Черемзин знал, что многие, в том числе, видимо, и Трубецкой, пострадавший за царевича Алексея, могут ожидать помощи от матери царевича и, следовательно, бабки царствовашего юного императора, Евдокии Федоровны, рожденной Лопухиной, в инокинях Елены, сосланной Петром в Шлиссельбург, но теперь освобожденной внуком. Она жила уже в Москве, в Новодевичьем монастыре, и величалась "Государыней царицей".
По крови Евдокия Федоровна являлась единственным близким, кроме его сестры Натальи, лицом к императору. Хотя последний до сих пор никогда не знавал своей бабки, но казалось очень вероятным, что родственное чувство заговорит в нем при первом же свидании. Это свидание близилось — император должен был приехать в Москву на коронацию.
— Посмотрите, новые времена настанут, и все пойдет иначе, — сказал Петр Кириллович Черемзину, невольно удивлявшемуся, каким образом этот старик до сих пор сохранил и ум, и энергию, и главное — желание все еще идти вперед.
Они оставались в кабинете часа два — до тех пор, пока лакей, встретивший Черемзина на лестнице, не пришел и не доложил, что кушать подано.
— Пойдем обедать! — пригласил Трубецкой.
И опять они, по всей анфиладе комнат, пришли в зал и спустились затем в нижний этаж, где помещалась столовая. Стол был покрыт камчатною скатертью и уставлен золотою и серебряною посудой.
Черемзин, войдя в столовую, невольно остановился. Пред ним у стола стояла молодая хозяйка, дочь Петра Кирилловича.
Она поклонилась Черемзину русским поклоном, и он так же ответил ей.
— Ну, садись, садись! — пригласил его старый князь, как будто не замечая, какое впечатление производит его дочь.
Начали подавать кушанья. Петр Кириллович ел очень много, в особенности зеленой каши, которую отдельно подали ему и которую он, видимо, очень любил.
Долгое время за столом царило молчание, которого как бы умышленно не прерывал Петр Кириллович. Черемзин считал невежливым заговорить раньше его.

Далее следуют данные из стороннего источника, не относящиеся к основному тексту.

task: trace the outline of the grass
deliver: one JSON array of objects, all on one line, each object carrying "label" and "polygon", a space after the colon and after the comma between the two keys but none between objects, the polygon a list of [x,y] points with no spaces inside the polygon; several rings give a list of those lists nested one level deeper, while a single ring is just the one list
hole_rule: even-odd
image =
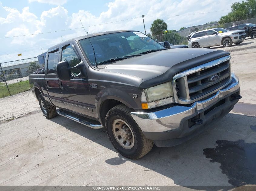
[{"label": "grass", "polygon": [[[4,85],[5,84],[3,85]],[[0,98],[10,95],[6,85],[2,85],[0,84]],[[28,80],[14,83],[8,85],[12,95],[17,94],[29,90],[30,88]]]}]

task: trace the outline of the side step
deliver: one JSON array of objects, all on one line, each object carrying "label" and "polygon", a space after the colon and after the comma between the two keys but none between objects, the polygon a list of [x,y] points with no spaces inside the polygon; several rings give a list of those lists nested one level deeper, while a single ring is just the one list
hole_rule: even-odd
[{"label": "side step", "polygon": [[[69,112],[68,113],[69,113]],[[104,127],[101,124],[94,124],[85,119],[78,118],[77,117],[75,117],[75,116],[72,116],[69,113],[66,113],[65,111],[62,110],[57,110],[57,113],[60,115],[65,117],[67,118],[68,118],[69,119],[78,122],[79,123],[81,123],[92,129],[101,129],[101,128],[103,128]],[[81,118],[83,117],[82,116],[81,116]]]}]

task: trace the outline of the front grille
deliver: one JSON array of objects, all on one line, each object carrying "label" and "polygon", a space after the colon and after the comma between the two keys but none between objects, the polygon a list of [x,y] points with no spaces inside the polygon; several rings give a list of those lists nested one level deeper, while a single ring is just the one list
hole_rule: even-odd
[{"label": "front grille", "polygon": [[[211,82],[209,78],[216,75],[219,76],[219,79]],[[189,75],[187,79],[189,97],[194,99],[212,91],[226,83],[230,76],[228,61]]]},{"label": "front grille", "polygon": [[239,36],[239,39],[241,39],[241,38],[246,38],[246,35],[242,35]]},{"label": "front grille", "polygon": [[177,100],[188,103],[205,99],[230,82],[230,58],[221,58],[175,76]]}]

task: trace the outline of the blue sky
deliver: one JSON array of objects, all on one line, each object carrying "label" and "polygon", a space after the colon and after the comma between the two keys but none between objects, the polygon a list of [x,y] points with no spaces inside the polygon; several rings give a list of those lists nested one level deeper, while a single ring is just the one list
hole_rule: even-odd
[{"label": "blue sky", "polygon": [[[145,15],[146,31],[157,17],[186,14],[226,9],[240,0],[0,0],[0,38],[70,29]],[[220,5],[221,5],[221,6]],[[159,17],[169,29],[178,30],[218,21],[230,10],[193,16]],[[141,17],[87,27],[89,33],[130,29],[143,32]],[[82,29],[0,39],[0,62],[36,56],[50,46],[84,35]],[[18,57],[18,53],[22,56]]]}]

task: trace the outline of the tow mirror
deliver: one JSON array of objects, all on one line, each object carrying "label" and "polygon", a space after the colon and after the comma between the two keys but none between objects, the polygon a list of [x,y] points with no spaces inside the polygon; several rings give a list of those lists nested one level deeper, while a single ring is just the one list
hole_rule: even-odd
[{"label": "tow mirror", "polygon": [[57,75],[61,80],[69,80],[73,78],[71,68],[67,61],[62,61],[57,64]]},{"label": "tow mirror", "polygon": [[166,48],[168,48],[168,49],[171,48],[171,45],[170,45],[170,43],[168,41],[165,41],[165,42],[164,43],[164,44],[165,45],[165,47]]},{"label": "tow mirror", "polygon": [[[72,76],[70,70],[75,68],[80,70],[80,72],[77,75]],[[82,61],[81,61],[73,67],[69,66],[67,61],[62,61],[57,64],[57,75],[61,80],[69,80],[75,78],[86,78],[86,71],[85,67]]]}]

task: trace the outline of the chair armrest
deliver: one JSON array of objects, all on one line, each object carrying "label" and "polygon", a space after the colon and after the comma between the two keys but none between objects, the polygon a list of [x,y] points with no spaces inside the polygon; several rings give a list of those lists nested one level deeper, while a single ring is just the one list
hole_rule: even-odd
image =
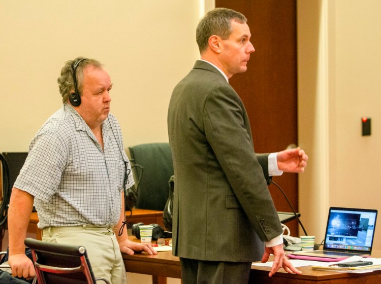
[{"label": "chair armrest", "polygon": [[107,284],[111,284],[107,279],[105,279],[104,278],[103,278],[102,277],[98,277],[98,278],[96,278],[96,280],[97,280],[97,281],[98,280],[101,280],[102,281],[104,281]]}]

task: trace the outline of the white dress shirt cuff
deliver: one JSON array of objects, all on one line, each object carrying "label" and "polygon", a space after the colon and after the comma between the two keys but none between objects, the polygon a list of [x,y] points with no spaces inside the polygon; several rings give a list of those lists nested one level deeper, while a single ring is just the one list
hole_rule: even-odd
[{"label": "white dress shirt cuff", "polygon": [[277,237],[271,239],[269,241],[265,242],[265,243],[266,247],[271,247],[272,246],[275,246],[275,245],[283,243],[283,235],[279,235]]},{"label": "white dress shirt cuff", "polygon": [[278,168],[278,163],[276,161],[277,154],[277,153],[272,153],[269,155],[269,175],[270,176],[281,175],[283,173],[283,171],[279,170]]}]

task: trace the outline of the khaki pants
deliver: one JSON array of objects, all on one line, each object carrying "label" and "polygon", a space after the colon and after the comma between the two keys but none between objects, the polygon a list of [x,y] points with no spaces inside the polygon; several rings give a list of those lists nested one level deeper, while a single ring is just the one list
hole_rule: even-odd
[{"label": "khaki pants", "polygon": [[43,230],[42,240],[83,245],[96,277],[105,278],[112,284],[125,284],[124,264],[113,229],[91,225],[49,227]]}]

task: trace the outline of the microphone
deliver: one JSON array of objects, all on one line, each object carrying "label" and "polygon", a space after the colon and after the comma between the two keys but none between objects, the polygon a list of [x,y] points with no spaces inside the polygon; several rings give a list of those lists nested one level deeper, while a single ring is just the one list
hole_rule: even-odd
[{"label": "microphone", "polygon": [[283,191],[283,190],[281,188],[280,188],[280,187],[279,185],[278,185],[275,182],[274,182],[274,181],[272,180],[272,179],[271,179],[271,183],[275,185],[275,186],[276,186],[279,189],[280,192],[283,194],[283,196],[284,196],[284,198],[287,201],[287,203],[289,203],[290,207],[291,207],[291,209],[293,210],[293,212],[294,213],[294,215],[295,216],[295,218],[296,218],[296,220],[298,220],[298,222],[300,225],[300,226],[302,227],[302,229],[303,229],[303,231],[304,232],[304,234],[305,234],[306,236],[308,236],[308,235],[307,233],[307,232],[306,232],[306,229],[304,229],[304,227],[303,226],[303,224],[302,224],[302,222],[300,221],[300,219],[299,219],[299,218],[298,217],[298,214],[296,213],[296,211],[295,211],[295,209],[294,209],[293,205],[291,205],[291,202],[290,202],[290,200],[287,198],[287,196],[285,195],[285,193],[284,193],[284,192]]}]

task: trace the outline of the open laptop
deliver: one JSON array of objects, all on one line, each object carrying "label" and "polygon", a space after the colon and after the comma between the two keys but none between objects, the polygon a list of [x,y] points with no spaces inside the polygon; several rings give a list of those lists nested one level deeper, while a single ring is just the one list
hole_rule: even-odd
[{"label": "open laptop", "polygon": [[323,250],[292,254],[328,258],[370,255],[377,213],[375,209],[331,207]]}]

Лакеи, бесшумно ступя своими мягкими башмаками, служили, точно безмолвные куклы.
За обедом, кроме Черемзина, других гостей не было. Петр Кириллович вчера еще вечером подходил к окну со своей обычной фразой, и гости вчера же уехали. Он был не в духе, но приезд Черемзина рассеял его.

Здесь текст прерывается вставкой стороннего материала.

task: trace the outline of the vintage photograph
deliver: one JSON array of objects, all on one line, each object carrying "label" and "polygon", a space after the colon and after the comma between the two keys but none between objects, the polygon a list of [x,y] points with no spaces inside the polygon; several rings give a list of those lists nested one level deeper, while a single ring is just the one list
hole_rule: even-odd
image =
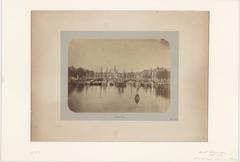
[{"label": "vintage photograph", "polygon": [[81,112],[167,112],[171,45],[166,39],[72,39],[68,107]]}]

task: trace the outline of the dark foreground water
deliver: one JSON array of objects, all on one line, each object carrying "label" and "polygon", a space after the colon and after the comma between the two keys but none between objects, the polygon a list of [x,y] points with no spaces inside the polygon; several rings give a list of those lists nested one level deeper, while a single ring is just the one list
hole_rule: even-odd
[{"label": "dark foreground water", "polygon": [[80,85],[70,90],[68,106],[74,112],[166,112],[170,107],[169,87]]}]

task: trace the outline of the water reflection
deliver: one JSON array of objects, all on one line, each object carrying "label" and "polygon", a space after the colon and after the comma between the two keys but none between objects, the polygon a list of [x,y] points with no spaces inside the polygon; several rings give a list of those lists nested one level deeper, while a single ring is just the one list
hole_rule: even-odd
[{"label": "water reflection", "polygon": [[169,85],[99,86],[69,84],[68,104],[74,112],[165,112]]}]

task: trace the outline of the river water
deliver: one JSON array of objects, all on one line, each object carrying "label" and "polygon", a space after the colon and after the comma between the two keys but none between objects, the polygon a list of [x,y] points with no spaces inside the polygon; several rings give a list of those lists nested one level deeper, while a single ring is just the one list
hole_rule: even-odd
[{"label": "river water", "polygon": [[81,85],[69,92],[68,106],[73,112],[166,112],[169,88]]}]

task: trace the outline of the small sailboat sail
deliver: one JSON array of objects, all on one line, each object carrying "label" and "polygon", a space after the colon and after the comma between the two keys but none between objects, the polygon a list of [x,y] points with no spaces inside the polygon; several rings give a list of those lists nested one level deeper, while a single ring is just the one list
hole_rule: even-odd
[{"label": "small sailboat sail", "polygon": [[136,96],[134,97],[134,100],[135,100],[136,104],[139,103],[139,101],[140,101],[140,96],[139,96],[139,94],[136,94]]}]

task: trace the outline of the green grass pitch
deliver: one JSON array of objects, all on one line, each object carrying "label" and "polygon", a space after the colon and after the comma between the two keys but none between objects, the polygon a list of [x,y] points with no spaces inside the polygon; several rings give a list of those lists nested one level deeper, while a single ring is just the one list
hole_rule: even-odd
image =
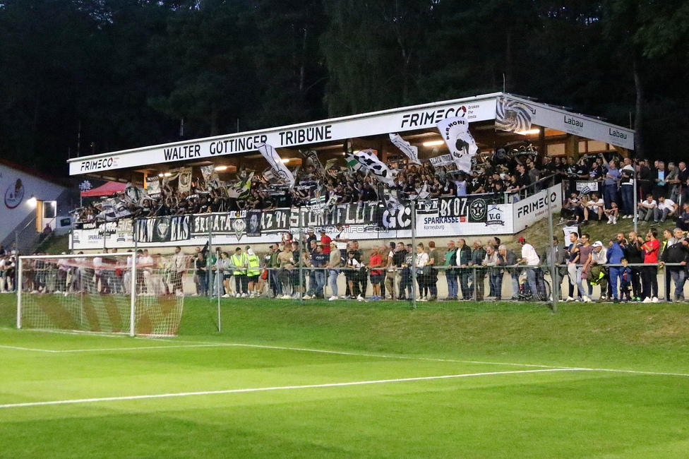
[{"label": "green grass pitch", "polygon": [[154,340],[18,330],[15,302],[0,458],[689,457],[685,304],[232,299],[219,333],[192,298]]}]

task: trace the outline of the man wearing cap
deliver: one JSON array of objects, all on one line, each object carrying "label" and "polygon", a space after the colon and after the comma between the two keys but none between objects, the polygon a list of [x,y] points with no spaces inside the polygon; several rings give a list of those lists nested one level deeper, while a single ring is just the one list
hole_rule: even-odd
[{"label": "man wearing cap", "polygon": [[325,234],[325,227],[320,228],[320,244],[323,245],[323,254],[326,255],[330,255],[330,242],[332,239],[330,237]]},{"label": "man wearing cap", "polygon": [[448,242],[448,251],[445,253],[445,278],[448,282],[448,297],[446,301],[457,299],[458,285],[457,283],[457,270],[453,266],[457,266],[457,247],[454,241]]},{"label": "man wearing cap", "polygon": [[[608,253],[606,254],[606,261],[611,265],[622,264],[622,259],[625,258],[624,251],[620,241],[611,239],[608,246]],[[622,285],[622,266],[611,266],[609,268],[610,287],[613,295],[613,302],[617,303],[620,300],[618,298],[618,285]],[[602,287],[601,287],[602,288]],[[601,290],[602,292],[602,290]]]},{"label": "man wearing cap", "polygon": [[[593,243],[593,251],[591,252],[591,273],[589,275],[589,286],[599,285],[601,287],[601,296],[599,301],[607,299],[608,281],[605,278],[605,263],[607,261],[608,251],[603,246],[603,243],[596,241]],[[593,287],[591,287],[591,290]],[[589,292],[590,296],[591,291]]]},{"label": "man wearing cap", "polygon": [[306,230],[306,246],[309,246],[311,241],[315,241],[316,239],[316,234],[313,234],[313,228],[309,227]]},{"label": "man wearing cap", "polygon": [[[529,266],[537,266],[541,263],[536,249],[530,244],[528,244],[523,236],[520,236],[517,242],[522,245],[522,258],[517,261],[518,263],[525,264]],[[538,290],[536,288],[536,268],[527,268],[527,282],[529,282],[529,289],[531,294],[536,297]]]},{"label": "man wearing cap", "polygon": [[[667,266],[666,269],[670,274],[672,282],[675,284],[675,301],[684,301],[684,282],[686,278],[685,269],[687,262],[689,261],[689,251],[687,250],[686,244],[683,242],[685,238],[683,237],[684,234],[681,229],[675,228],[673,234],[675,242],[672,244],[669,244],[663,251],[661,256],[660,266],[662,266],[666,263],[680,263],[681,265],[681,266]],[[666,292],[665,297],[669,301],[669,289]]]}]

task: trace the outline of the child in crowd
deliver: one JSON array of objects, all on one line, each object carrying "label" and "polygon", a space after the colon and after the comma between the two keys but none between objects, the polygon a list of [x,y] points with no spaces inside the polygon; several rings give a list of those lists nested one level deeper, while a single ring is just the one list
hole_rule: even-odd
[{"label": "child in crowd", "polygon": [[629,291],[632,285],[632,268],[627,266],[627,258],[622,258],[620,270],[620,299],[624,302],[632,301]]}]

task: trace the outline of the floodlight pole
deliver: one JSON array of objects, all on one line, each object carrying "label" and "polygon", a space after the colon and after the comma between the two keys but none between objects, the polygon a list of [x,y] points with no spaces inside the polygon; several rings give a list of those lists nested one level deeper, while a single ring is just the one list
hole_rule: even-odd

— Ты не смотри, — вдруг заговорил он, отодвигая тарелку с кашею, — что она, — он кивнул на дочь, — в сарафане у меня… Ты скажи, разве наш наряд женский хуже этих роб разных неуклюжих и стеснительных? Лучше ведь и красивей… а?… Лучше, спрашиваю я тебя? — повторил он.
— Лучше, — едва слышно повторил Черемзин, чувствуя, что краснеет.
— Ну, вот то-то!.. В сарафане она у меня — красавица, а попробуй ее нарядить в заграничную робу?… А ты говоришь, — вдруг обернулся Петр Кириллович к Черемзину, который ничего еще не говорил, — зачем я не ношу русского кафтана иль опашень, как он там называется…
— Опашень… — начал было Черемзин.
Но Трубецкой перебил его:
— Так потому, что так, — он схватился за борт мундира рукою, — удобнее, понимаешь — удобнее… и тоже лучше… Матрешку сюда и Иваныча! — приказал он.
Черемзин не мог не заметить, что Петр Кириллович был здесь, в столовой, на людях, так сказать, совсем другим человеком.
В дверях появилась дура с размалеванными щеками, в шелковой робе и буклями из пакли и огромным веером в руках, и высочайшего роста человек в русском одеянии, с длинною бородой и в высокой шапке, отчего рост его казался еще больше.
— Вельможному боярину и всем гостям честным челом бьет Иваныч-свет! — тонким тенором проговорил великан, снимая шапку и низко кланяясь.
— Бонжур, гуты-морды! — пропищала дура, кривляясь и приседая.
— Хороши? — спросил Трубецкой у Черемзина.
Тот, морщась, смотрел на этих людей и удивлялся, как мог этот старый князь, отец сидевшей пред ним красавицы, только что у себя в кабинете выказывавший столько ума в своем разговоре, полном интереса, держать у себя шутов и тешиться ими.